Dr. Karen Benitez, founder & designer, board certified pediatric dentist at Chevy Chase Pediatric Dentistry will be writing a series of guest posts related to adolescent dentistry and questions she frequently receives from patients that may be of interest to you. If you have a topic you’d like to see her feature, leave it in the comments.
The first post was one that many parents wonder about; whether it is necessary for your child to visit a pediatric dentist and how the experience will differ from just taking them to the dentist you see. The second post below addresses the topic of why x-rays are important for your child to have.

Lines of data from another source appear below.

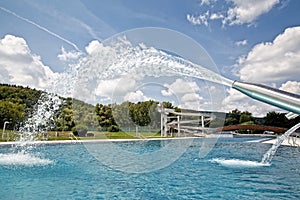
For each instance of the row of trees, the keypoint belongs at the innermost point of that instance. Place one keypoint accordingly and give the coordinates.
(17, 104)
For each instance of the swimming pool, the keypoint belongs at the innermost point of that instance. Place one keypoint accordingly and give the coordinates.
(69, 171)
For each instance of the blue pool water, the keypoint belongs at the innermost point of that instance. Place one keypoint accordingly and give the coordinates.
(69, 171)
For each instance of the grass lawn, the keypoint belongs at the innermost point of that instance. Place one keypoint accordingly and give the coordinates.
(68, 135)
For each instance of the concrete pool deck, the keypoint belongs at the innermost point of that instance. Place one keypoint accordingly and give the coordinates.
(290, 141)
(91, 141)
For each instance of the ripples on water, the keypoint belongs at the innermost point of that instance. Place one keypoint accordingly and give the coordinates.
(74, 173)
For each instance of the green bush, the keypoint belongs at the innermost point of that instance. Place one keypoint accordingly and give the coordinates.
(113, 128)
(80, 130)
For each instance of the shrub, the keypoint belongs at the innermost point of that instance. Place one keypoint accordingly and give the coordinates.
(80, 130)
(113, 128)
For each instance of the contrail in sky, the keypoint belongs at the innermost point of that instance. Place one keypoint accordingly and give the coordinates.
(40, 27)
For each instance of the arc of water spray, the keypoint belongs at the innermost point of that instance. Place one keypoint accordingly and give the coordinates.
(40, 27)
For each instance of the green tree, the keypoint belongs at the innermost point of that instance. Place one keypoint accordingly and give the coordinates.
(233, 117)
(14, 113)
(104, 115)
(246, 117)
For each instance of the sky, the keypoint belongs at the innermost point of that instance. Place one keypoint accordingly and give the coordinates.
(253, 41)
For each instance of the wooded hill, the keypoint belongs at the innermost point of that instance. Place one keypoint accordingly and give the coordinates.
(17, 104)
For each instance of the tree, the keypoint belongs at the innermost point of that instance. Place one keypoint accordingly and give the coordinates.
(246, 117)
(233, 117)
(14, 113)
(104, 116)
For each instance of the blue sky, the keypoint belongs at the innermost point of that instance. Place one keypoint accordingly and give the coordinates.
(233, 33)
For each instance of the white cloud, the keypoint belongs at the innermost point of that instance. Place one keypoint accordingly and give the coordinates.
(180, 87)
(215, 16)
(198, 20)
(291, 86)
(115, 87)
(234, 12)
(246, 12)
(185, 91)
(207, 2)
(137, 96)
(190, 97)
(273, 62)
(69, 55)
(241, 43)
(19, 66)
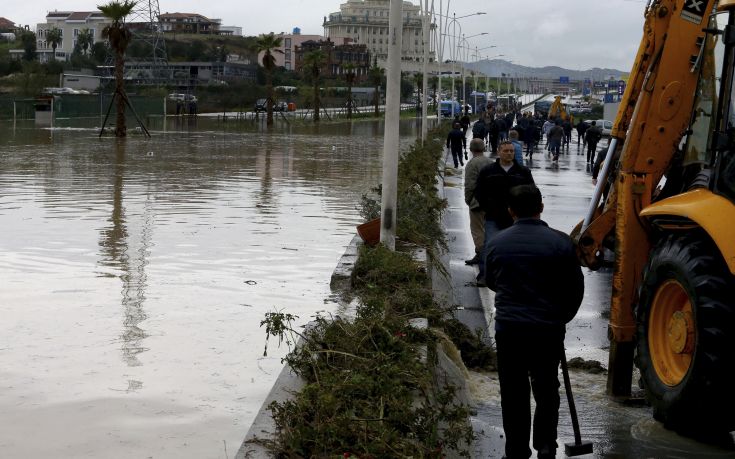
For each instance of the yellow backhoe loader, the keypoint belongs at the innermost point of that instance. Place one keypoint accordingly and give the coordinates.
(665, 204)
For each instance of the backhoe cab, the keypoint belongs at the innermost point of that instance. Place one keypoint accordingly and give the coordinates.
(665, 203)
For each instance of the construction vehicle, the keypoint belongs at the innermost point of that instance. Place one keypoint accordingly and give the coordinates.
(557, 109)
(665, 203)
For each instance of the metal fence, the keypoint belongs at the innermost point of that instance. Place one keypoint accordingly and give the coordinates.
(80, 106)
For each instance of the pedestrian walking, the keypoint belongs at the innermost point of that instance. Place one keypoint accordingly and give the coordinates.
(582, 127)
(538, 286)
(479, 130)
(592, 136)
(567, 126)
(456, 142)
(548, 124)
(555, 136)
(477, 215)
(465, 122)
(502, 128)
(514, 138)
(493, 134)
(493, 184)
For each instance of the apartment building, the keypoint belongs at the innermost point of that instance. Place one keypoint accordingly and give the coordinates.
(286, 58)
(366, 22)
(70, 23)
(189, 23)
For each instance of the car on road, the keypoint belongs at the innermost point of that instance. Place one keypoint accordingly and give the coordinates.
(605, 125)
(261, 106)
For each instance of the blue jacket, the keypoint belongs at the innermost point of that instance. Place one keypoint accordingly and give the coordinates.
(535, 274)
(519, 151)
(493, 185)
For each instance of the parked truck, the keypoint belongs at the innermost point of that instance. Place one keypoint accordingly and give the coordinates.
(665, 204)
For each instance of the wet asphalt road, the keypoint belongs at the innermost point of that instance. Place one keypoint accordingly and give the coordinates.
(617, 430)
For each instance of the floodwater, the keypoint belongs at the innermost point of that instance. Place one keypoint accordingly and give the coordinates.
(135, 276)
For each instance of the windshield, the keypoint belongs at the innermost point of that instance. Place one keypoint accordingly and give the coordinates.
(725, 165)
(708, 88)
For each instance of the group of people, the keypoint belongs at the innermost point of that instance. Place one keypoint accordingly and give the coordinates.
(525, 262)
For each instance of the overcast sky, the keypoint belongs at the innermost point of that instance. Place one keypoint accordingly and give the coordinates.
(576, 34)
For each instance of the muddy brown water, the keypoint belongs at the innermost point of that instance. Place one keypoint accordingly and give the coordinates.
(135, 276)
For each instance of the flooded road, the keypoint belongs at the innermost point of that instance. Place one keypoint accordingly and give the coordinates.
(135, 276)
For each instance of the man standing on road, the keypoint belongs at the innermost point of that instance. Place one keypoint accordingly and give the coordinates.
(493, 184)
(592, 136)
(477, 215)
(456, 141)
(556, 134)
(582, 127)
(538, 286)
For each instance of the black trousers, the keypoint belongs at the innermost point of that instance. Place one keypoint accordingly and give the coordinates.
(528, 359)
(591, 150)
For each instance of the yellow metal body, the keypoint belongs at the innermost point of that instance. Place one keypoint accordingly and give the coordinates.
(671, 333)
(654, 113)
(708, 210)
(557, 109)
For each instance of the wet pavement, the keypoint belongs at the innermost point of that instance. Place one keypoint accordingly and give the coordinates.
(134, 278)
(617, 430)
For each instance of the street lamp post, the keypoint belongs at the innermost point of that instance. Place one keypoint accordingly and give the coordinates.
(441, 35)
(465, 58)
(389, 197)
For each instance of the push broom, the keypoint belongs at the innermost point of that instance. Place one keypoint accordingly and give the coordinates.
(579, 447)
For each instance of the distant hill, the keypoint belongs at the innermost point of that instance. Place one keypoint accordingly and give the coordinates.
(496, 67)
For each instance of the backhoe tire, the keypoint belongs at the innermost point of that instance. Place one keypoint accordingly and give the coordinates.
(686, 336)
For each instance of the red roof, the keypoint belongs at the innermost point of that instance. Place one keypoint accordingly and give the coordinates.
(6, 24)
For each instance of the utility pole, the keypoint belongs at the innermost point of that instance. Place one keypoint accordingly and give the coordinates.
(392, 118)
(424, 91)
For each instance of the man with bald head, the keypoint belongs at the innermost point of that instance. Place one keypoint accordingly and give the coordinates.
(477, 215)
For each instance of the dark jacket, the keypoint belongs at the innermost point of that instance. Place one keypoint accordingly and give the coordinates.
(582, 128)
(535, 274)
(567, 126)
(456, 140)
(479, 131)
(593, 135)
(493, 185)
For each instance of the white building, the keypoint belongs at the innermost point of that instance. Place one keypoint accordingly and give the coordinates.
(70, 23)
(366, 22)
(287, 57)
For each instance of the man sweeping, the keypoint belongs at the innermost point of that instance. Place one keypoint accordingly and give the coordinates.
(538, 286)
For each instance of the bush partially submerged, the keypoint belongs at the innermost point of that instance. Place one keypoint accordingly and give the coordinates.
(371, 390)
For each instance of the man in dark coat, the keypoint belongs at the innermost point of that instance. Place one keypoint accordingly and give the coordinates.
(592, 136)
(538, 286)
(456, 141)
(465, 122)
(493, 184)
(567, 126)
(582, 127)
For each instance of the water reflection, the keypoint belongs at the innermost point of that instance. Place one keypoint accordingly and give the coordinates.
(116, 252)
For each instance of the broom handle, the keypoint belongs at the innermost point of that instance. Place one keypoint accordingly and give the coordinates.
(570, 397)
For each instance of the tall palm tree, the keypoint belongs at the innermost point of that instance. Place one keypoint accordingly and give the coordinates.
(119, 36)
(85, 39)
(313, 63)
(267, 44)
(350, 75)
(54, 37)
(376, 76)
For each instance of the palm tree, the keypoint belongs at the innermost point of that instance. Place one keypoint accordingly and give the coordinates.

Why do my kids need x-rays?
I have chosen to follow the first blog subject; Why a pediatric dentist with the subject of x-rays since they are closely related. The primary goal of our specialty is prevention and yes, x-rays aid in this goal. Any dental exam is composed of two parts: a clinical and a radiographic exam. The same would apply for your child’s exam. When it comes to recommending x-rays, it is mostly a matter of when, under what circumstance and at what interval. So how do I begin an exam and what does it all include, upon leading to the discussion of x-rays?

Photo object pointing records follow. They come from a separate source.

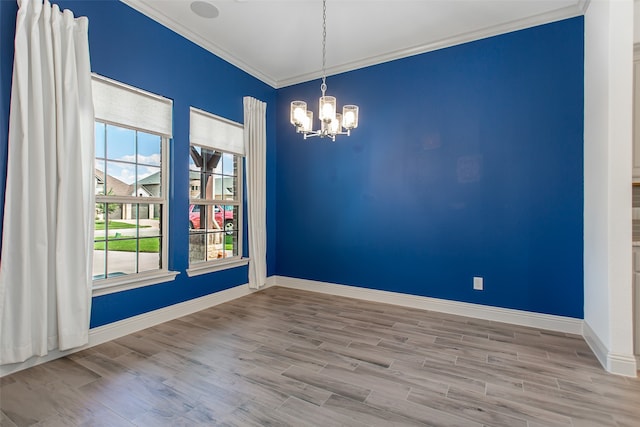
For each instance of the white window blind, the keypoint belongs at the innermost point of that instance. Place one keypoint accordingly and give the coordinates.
(209, 130)
(117, 103)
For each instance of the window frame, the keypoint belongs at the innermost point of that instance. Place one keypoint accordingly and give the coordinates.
(204, 267)
(109, 285)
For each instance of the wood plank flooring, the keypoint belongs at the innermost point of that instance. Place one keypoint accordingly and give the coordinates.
(294, 358)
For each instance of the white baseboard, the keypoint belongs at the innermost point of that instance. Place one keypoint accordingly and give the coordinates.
(505, 315)
(118, 329)
(596, 344)
(620, 364)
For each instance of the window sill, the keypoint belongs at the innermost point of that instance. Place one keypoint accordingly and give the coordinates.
(132, 281)
(213, 266)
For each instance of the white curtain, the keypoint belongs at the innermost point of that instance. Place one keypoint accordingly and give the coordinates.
(45, 266)
(255, 148)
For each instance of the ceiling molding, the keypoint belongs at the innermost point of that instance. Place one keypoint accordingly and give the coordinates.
(520, 24)
(177, 27)
(577, 9)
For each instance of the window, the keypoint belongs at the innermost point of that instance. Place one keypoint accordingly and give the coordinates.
(215, 193)
(132, 133)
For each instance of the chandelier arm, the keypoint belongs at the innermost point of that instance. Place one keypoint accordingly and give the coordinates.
(332, 121)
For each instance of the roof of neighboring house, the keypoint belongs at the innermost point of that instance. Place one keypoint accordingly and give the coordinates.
(150, 180)
(115, 185)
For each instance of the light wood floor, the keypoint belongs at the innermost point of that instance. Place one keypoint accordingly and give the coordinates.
(288, 357)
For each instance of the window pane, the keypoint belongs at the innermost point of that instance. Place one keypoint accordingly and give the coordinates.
(200, 187)
(99, 176)
(121, 256)
(149, 149)
(229, 164)
(215, 245)
(119, 179)
(195, 157)
(149, 182)
(197, 217)
(100, 143)
(218, 187)
(197, 246)
(215, 212)
(149, 256)
(149, 220)
(121, 144)
(230, 219)
(227, 186)
(231, 244)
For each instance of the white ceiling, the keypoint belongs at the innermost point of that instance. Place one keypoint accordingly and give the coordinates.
(280, 41)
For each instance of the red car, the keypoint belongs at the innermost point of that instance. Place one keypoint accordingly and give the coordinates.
(225, 221)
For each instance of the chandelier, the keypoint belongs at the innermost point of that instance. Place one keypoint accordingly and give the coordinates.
(332, 123)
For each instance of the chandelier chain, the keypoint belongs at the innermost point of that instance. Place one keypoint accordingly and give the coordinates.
(323, 87)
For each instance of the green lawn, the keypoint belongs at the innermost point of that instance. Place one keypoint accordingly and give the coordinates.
(117, 225)
(129, 245)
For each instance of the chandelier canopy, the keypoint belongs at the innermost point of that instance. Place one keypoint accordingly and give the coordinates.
(332, 123)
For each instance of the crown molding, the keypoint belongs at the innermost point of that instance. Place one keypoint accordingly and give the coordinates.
(578, 9)
(194, 37)
(520, 24)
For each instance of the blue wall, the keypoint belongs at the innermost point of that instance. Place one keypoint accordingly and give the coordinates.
(131, 48)
(468, 162)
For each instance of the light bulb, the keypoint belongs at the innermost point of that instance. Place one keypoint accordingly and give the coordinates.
(327, 111)
(349, 118)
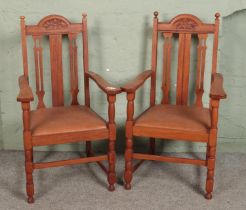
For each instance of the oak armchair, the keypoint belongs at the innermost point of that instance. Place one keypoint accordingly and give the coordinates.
(180, 121)
(61, 124)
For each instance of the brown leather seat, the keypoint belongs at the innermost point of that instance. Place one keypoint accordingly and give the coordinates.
(63, 121)
(174, 118)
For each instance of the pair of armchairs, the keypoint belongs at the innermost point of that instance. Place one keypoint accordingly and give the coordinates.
(68, 124)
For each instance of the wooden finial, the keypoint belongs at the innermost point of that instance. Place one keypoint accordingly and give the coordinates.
(156, 14)
(84, 15)
(217, 15)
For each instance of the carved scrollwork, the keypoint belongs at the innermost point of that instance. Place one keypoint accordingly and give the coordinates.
(186, 23)
(55, 23)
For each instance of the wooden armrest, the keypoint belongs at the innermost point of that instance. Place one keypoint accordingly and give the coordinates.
(25, 94)
(217, 92)
(133, 85)
(103, 84)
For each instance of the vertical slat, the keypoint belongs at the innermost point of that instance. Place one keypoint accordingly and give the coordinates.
(39, 70)
(56, 69)
(215, 46)
(180, 69)
(24, 46)
(154, 59)
(183, 69)
(166, 67)
(73, 68)
(201, 56)
(186, 70)
(85, 60)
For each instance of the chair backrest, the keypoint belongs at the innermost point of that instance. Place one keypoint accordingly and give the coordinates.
(185, 26)
(56, 27)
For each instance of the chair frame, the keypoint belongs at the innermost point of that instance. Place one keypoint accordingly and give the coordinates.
(51, 26)
(186, 25)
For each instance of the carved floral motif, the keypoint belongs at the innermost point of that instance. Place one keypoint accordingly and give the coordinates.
(186, 23)
(54, 23)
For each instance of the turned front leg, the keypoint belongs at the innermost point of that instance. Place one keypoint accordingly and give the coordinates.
(28, 152)
(111, 146)
(211, 150)
(129, 143)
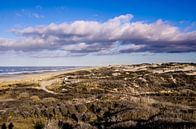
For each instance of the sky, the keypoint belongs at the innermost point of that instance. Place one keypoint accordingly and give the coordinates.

My clinical exam begins upon my first meeting with your child, either in the waiting room or in the dental chair. Initially, I am gathering information on their emotional acceptance of the office and who I am. How do they respond upon meeting me? Am I able to chat with them making eye contact? I am assessing if your child is drawn further into you, when I approach them or if they engage in conversation with me with ease. I am also visually assessing their external self as a part of my dental exam: their stature and body build, their facial shape, their facial symmetry, their mouth posturing and of course, any visible cavities.
Once we are in the hygiene area where our exams mostly take place, I show your child all the fun parts of the experience designed to put them at ease. Do they see their name featured as our new patient on the board? I show them our stuffed dinosaur we use for teaching. They explore the selection of superhero sunglasses and pick out a fun, new, animated toothbrush. There are even numerous toothpaste and vitamin flavor selections to be had. Which character will “tickle” your teeth today? All this BEFORE they even get into the dental chair. We try to engage them and enthrall them in all the autonomy we have offered them for their best dental experience. It really is all about them getting to touch my dental toys, become familiar with what we use and who I am, before laying back in the dental chair.
All this playful interaction helps me to understand how your child responds to the immediate environment, if there are any anticipated dental concerns and how to approach their exam or even how far I think we will be able to go for the visit.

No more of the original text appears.